I look back on my children's initial welcome into the world by adults as a wonderful beginning that has been squelched as communication, physical development, and emotional expressions take hold of my growing children.

As I consider the "baby swooning" years, I mourn the loss of that initial intrigue and I regret that my children may never again get to feel that unconditional love from everyone they meet.

As a mother, I want my children to feel the appreciation and guidance from those they interact with. I want my children to see the gifts of adults beyond myself and adapt those wonderful qualities into their own personalities.  I know that they will only see those great qualities from individuals that are willing to look beyond the quirky childhood habits long enough to recognize the sparks of greatness within my children and then act to ignite those sparks.

I know that the majority of adults will fail to look beyond the awkward character growing within my children and will only work to snuff out the sparks of greatness as they focus on the areas where my children are in much need of improvement.

For those individuals that will take time to stop and look for the good within my child, I will forever be indebted to you for sharing your amazing gifts of patience, giving, and sincerity.

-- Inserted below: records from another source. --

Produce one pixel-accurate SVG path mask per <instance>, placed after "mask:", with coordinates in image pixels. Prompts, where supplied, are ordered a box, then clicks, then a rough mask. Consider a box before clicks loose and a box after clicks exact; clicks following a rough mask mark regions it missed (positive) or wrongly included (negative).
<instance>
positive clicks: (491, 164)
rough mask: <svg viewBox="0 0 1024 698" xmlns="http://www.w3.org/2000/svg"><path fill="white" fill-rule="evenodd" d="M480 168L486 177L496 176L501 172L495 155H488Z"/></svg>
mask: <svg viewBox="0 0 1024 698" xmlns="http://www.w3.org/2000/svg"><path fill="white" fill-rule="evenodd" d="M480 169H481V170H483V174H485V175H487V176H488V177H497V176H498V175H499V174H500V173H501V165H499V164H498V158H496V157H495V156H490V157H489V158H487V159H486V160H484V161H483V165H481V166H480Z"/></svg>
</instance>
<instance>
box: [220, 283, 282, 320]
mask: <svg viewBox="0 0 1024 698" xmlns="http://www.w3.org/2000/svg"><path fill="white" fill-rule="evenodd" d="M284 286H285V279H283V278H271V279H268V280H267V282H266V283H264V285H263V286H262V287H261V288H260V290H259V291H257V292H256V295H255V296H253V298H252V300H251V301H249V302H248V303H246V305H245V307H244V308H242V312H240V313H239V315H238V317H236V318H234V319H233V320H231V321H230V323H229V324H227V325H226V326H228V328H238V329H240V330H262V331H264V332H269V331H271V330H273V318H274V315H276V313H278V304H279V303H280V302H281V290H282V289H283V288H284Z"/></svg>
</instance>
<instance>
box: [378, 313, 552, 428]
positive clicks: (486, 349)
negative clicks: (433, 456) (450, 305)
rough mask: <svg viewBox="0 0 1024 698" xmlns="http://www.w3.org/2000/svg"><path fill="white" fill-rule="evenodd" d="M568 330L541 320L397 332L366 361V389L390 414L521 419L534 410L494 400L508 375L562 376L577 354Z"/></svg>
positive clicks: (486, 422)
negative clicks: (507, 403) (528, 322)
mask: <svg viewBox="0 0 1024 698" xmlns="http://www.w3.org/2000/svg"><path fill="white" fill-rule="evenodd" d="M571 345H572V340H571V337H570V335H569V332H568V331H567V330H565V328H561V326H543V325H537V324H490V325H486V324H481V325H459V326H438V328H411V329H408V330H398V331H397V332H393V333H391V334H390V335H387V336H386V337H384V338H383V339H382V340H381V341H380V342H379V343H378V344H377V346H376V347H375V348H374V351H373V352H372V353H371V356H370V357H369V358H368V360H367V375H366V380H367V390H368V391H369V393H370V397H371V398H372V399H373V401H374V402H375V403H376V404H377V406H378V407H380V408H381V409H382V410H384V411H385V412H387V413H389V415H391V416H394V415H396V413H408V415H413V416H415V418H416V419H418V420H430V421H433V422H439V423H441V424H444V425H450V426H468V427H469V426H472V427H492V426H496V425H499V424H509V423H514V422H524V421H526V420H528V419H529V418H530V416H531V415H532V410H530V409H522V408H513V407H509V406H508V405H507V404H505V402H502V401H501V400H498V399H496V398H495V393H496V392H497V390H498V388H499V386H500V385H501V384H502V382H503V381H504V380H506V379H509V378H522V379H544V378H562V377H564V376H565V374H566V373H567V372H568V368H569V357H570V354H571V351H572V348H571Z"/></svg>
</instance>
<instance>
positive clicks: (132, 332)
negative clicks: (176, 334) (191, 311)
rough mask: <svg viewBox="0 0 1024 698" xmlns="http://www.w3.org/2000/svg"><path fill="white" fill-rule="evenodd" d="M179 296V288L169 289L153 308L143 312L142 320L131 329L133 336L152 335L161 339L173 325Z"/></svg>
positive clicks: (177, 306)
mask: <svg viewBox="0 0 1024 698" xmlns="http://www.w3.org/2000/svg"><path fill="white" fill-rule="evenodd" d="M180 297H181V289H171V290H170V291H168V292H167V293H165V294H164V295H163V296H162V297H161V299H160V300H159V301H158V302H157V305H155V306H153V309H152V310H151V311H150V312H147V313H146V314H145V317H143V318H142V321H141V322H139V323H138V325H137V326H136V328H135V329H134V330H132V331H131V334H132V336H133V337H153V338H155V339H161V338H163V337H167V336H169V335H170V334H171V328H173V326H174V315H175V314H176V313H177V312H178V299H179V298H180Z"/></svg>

Because you will have taught them how love and caring can come from someone that is not their parent.  You will be amazing role models for my children!

I would like to spend some time this year highlighting the individuals that make deposits of love into my children's lives, and to thank them for being positive influences to my children.

Today's role model is my sister, and my children's Aunt Sara.  She cherished them as babies, but has grown to cherish the quirky and recognize the exceptional within my children.  Thank you, Aunt Sara!  The beautiful qualities that your personality has shown will be absorbed into my children's life experiences, and I pray that those caring and patient qualities will be re-gifted through my children to someone else!

Waiting for Aunt Sara to get out of her meeting!